Seminggu kemudian…….
“Something
has changed within me. Something is not the same……….” Sebuah lagu klasik
terdengar dari ponselku, penanda bahwa ada panggilan masuk. Gue melihat
sepintas nomornya. Gue nggak kenal nomor itu. Penasaran membuatku ingin
menjawabnya, maka gue menekan tombol jawab.
“Selamat
siang, bisa bicara dengan Bu Citra?” suara seorang lelaki terdengar disana.
“Ya, saya
sendiri. Maaf ini dari mana ya?
“Dari rumah sakit, Bu”
“Dari rumah sakit, Bu”
“Oh
iya iya, ada apa ya Pak?”
“Saya
cuma mau kasih tau aja, kalau hasil check up Ibu sudah keluar. Nanti sore bisa
diambil, sekalian konsultasi dengan dokter”
“Oh
oke, nanti sore saya kesana”
“Baik,
Bu. Selamat siang”
“Siang”
***
Ntah
sudah berapa banyak air mata yang menetes. Ntah sudah berapa kali gue
berteriak. Ntah sudah berapa kali gue sesegukan.
“Nggak
mungkin, Dok. Gak mungkin” air mata gue mengalir ke pipi.
“Kamu
harus bisa menerimanya, Cit. Ini takdirmu. Percayalah dibalik suatu kesulitan,
pasti ada kemudahan”
“Iya,
Dok. Saya tau. Tapi kenapa gitu lho saya bisa kena?

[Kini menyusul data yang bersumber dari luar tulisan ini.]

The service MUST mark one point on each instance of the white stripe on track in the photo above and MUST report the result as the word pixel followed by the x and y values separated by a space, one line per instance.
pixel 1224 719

Padahal melahirkan aja
belum pernah”
“Faktor
keturunan. Ibumu dulu juga menderita
kanker rahim”
“Apa?
Ibu kena kanker rahim?”
“Lho
kamu memang tidak tau?” dokter itu sedikit heran.
Gue
menggelengkan kepala “Nggak, Dok. Saya nggak tau”
Dokter
itu tersenyum “Hmmm sekarang gini aja, kamu pulang dan istirahat, obatnya
jangan lupa diminum”
Gue
menganggukan kepala, bangkit dari kursi dan melangkah gontai menuju tempat
parkir. Melangkahkan kaki menuju mobil gue. Mungkin
ini terakhir kalinya gue bisa bawa mobil, pikirku miris.
Keesokan
harinya, gue telah melangkahkan kaki di koridor kampus. Dengan seulas senyum
palsu, gue membalas sapaan beberapa orang. Tujuanku —kelas Dave— hanya berjarak
beberapa meter lagi, namun gue menghentikan langkah. Kenapa dia harus tau? kataku dalam hati. Jadi gue mengurungkan niat untuk memberi
taunya dan berbalik menuju kelas.
***
Satnight.
Tadi Dave mengajakku pergi bersama teman-temannya. Namun, gue menolak dengan
beralasan bahwa sedang lelah. Tapi itu nggak sepenuhnya bener. Oke, gue emang
lelah banget. Dan… dan… gue lagi kepengen sendirian aja. Menikmati masa-masa
terakhir gue.
Gue
memarkirkan mobil di depan salah satu café ternama di Jakarta. Sebenernya gue
sering banget kesini sama Dave. Tapi ntah kenapa hari ini, gue pengen aja
kesini sendiri. Gue menempati salah satu meja yang berada di taman. Tanpa
memesan apa pun. Hanya merenungi kehidupanku yang tinggal sebentar lagi ini.
Gue berdo’a kepada-Nya. Gue berserah diri. Gue memejamkan mata beberapa menit.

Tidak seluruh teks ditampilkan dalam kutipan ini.